A capricious wind followed us about, blowing one way and then the other. Sometimes it dropped altogether, and then you could hear it begin again, rushing towards us with its melancholy sigh. One night it blew into our tent and rearranged all the furniture in the bedroom. I awoke pinned to the bed by a canvas cupboard, and wrestled with it in silence for a moment before clearing my throat and addressing my husband in my most helpless, wifely tones: ‘My love? The cupboard seems to have fallen on top of me.’ ‘Oh dear, poor darling,’ came the solicitous reply, followed by a short silence, and then, ‘Snoooore...’ Weakened by giggles, I wrestled with the cupboard for a moment more before falling back to sleep. When I woke in the morning the cupboard and I were still locked in a familiar embrace.

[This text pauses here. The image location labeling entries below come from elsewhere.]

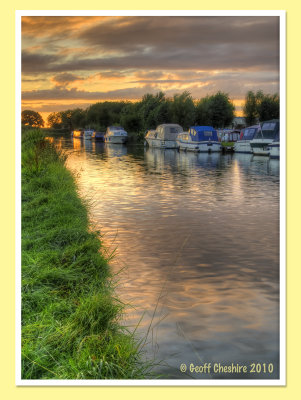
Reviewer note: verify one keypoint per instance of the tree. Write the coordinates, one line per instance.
(32, 118)
(153, 110)
(261, 107)
(268, 108)
(54, 120)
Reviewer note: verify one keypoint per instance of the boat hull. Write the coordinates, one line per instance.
(200, 147)
(115, 139)
(243, 146)
(163, 144)
(274, 150)
(260, 147)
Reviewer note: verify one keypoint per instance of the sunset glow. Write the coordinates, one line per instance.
(70, 62)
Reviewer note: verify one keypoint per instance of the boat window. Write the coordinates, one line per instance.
(249, 133)
(269, 130)
(268, 126)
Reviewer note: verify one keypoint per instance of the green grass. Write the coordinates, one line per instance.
(71, 318)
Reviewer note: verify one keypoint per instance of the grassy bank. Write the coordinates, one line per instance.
(70, 317)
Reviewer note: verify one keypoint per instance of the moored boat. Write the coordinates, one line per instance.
(274, 147)
(88, 134)
(243, 145)
(264, 137)
(100, 136)
(164, 136)
(199, 139)
(115, 134)
(78, 134)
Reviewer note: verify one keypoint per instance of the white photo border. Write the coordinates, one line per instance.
(282, 234)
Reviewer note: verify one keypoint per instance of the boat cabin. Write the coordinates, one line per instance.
(203, 134)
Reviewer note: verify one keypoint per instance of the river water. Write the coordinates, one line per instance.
(196, 241)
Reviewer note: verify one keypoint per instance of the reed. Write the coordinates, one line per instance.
(71, 318)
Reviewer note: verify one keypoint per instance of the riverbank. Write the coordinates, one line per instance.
(71, 319)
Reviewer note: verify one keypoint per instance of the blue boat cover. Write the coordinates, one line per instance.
(203, 133)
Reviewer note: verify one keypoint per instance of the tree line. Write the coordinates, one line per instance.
(153, 109)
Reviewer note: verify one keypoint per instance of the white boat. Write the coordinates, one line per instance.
(115, 134)
(274, 150)
(264, 137)
(88, 134)
(78, 134)
(199, 139)
(165, 136)
(243, 145)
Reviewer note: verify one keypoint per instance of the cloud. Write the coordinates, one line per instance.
(156, 43)
(65, 78)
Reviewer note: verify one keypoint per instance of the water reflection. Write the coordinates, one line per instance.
(198, 235)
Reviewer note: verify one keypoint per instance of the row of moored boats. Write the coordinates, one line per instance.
(261, 139)
(113, 134)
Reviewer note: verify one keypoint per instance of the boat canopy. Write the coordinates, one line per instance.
(116, 128)
(269, 130)
(151, 134)
(250, 132)
(203, 133)
(168, 131)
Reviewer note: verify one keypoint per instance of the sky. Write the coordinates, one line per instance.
(70, 62)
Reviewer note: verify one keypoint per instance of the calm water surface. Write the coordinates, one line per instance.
(197, 236)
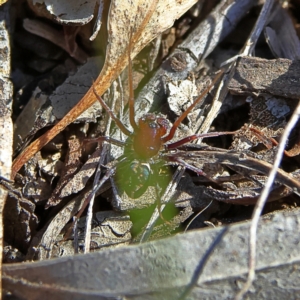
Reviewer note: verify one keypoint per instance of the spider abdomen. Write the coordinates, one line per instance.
(147, 140)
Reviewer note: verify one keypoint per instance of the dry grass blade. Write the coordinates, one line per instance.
(262, 200)
(146, 21)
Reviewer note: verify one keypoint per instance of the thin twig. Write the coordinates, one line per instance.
(202, 264)
(262, 200)
(197, 215)
(167, 196)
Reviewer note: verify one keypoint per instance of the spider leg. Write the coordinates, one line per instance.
(131, 92)
(159, 207)
(105, 139)
(112, 114)
(198, 171)
(195, 137)
(106, 176)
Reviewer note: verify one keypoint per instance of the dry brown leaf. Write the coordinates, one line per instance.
(143, 20)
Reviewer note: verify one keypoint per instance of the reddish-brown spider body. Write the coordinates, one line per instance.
(147, 138)
(144, 148)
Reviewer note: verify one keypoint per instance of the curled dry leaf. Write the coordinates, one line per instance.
(77, 12)
(140, 20)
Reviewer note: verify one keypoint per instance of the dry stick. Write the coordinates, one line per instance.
(103, 82)
(262, 200)
(200, 267)
(88, 224)
(197, 215)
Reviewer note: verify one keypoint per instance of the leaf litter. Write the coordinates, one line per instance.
(75, 162)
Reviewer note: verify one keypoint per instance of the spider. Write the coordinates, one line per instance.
(138, 167)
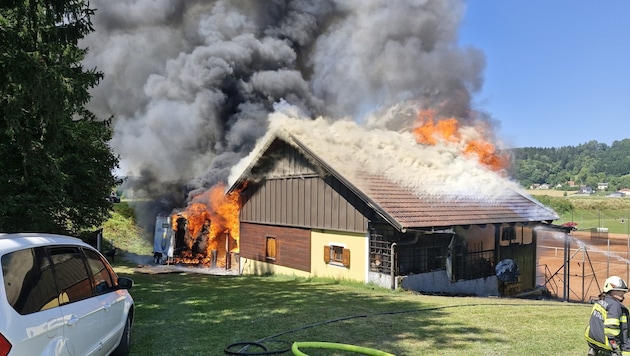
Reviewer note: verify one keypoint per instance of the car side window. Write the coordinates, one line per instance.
(28, 281)
(101, 277)
(73, 279)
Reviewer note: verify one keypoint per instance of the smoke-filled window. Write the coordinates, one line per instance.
(337, 255)
(270, 249)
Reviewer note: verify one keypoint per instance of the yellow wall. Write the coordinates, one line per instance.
(358, 245)
(260, 268)
(355, 242)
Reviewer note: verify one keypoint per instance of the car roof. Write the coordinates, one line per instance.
(17, 241)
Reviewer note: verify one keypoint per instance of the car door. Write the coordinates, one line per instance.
(83, 315)
(106, 295)
(35, 320)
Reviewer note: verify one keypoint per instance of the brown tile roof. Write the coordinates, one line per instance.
(408, 210)
(428, 192)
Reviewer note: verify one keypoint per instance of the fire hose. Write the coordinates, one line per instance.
(260, 344)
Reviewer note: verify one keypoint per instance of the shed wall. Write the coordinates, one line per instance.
(293, 246)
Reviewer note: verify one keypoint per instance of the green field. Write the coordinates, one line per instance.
(198, 314)
(592, 211)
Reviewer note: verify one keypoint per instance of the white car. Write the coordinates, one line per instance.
(60, 296)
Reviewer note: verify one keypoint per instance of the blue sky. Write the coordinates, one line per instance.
(557, 71)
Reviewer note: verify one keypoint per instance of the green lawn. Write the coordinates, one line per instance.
(200, 314)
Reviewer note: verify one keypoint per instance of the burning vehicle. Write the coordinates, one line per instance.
(204, 234)
(337, 200)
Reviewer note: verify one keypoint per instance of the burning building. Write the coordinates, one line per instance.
(411, 197)
(337, 200)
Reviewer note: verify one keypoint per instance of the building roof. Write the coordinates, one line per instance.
(409, 185)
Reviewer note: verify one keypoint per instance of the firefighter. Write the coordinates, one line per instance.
(607, 330)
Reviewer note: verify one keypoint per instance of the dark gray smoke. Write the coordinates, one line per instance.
(190, 84)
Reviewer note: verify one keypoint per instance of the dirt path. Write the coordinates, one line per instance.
(591, 261)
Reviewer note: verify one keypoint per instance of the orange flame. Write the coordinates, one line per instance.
(430, 131)
(213, 214)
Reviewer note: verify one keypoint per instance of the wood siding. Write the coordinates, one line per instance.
(293, 246)
(294, 194)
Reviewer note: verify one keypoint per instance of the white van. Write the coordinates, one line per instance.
(60, 296)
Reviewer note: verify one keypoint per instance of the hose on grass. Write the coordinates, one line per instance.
(335, 346)
(260, 343)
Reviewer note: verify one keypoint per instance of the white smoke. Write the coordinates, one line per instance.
(191, 84)
(353, 150)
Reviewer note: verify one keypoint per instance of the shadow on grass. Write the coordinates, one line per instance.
(197, 314)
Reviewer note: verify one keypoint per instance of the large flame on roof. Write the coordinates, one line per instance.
(213, 216)
(430, 130)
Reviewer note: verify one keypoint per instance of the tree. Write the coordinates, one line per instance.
(57, 166)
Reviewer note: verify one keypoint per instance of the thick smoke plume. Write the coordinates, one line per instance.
(190, 84)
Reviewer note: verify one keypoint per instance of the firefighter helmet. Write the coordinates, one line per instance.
(615, 283)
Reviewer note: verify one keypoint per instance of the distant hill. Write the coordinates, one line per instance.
(586, 164)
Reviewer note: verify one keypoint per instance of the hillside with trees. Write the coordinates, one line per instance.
(586, 165)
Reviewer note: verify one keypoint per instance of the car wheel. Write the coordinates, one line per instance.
(124, 346)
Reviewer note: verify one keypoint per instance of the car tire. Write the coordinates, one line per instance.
(125, 341)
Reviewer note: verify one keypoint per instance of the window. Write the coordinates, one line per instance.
(270, 250)
(28, 281)
(337, 255)
(73, 280)
(102, 279)
(508, 233)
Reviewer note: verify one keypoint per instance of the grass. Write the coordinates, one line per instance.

On our final evening, before it got dark, I went for a walk up the narrow gorge behind our camp. Just a hundred yards from the tent, the silence was total. Pink sand was banked between the canyon walls which came so close together I could touch both. I climbed up heaps of tumbled rocks until I could see both the way I had come into the gorge, and the view out. Ahead of me, mountain after mountain reached to the horizon. A pair of doves clattered into the air from a ledge above my head, flapping noisily upward as if trapped in the rafters of a barn. I shimmied a little way up one of the canyon walls until I could perch on a ledge, and settled down on my haunches to hear the silence beating in my ears. After half an hour, as refreshed as if I’d swum in cold water, I returned to camp.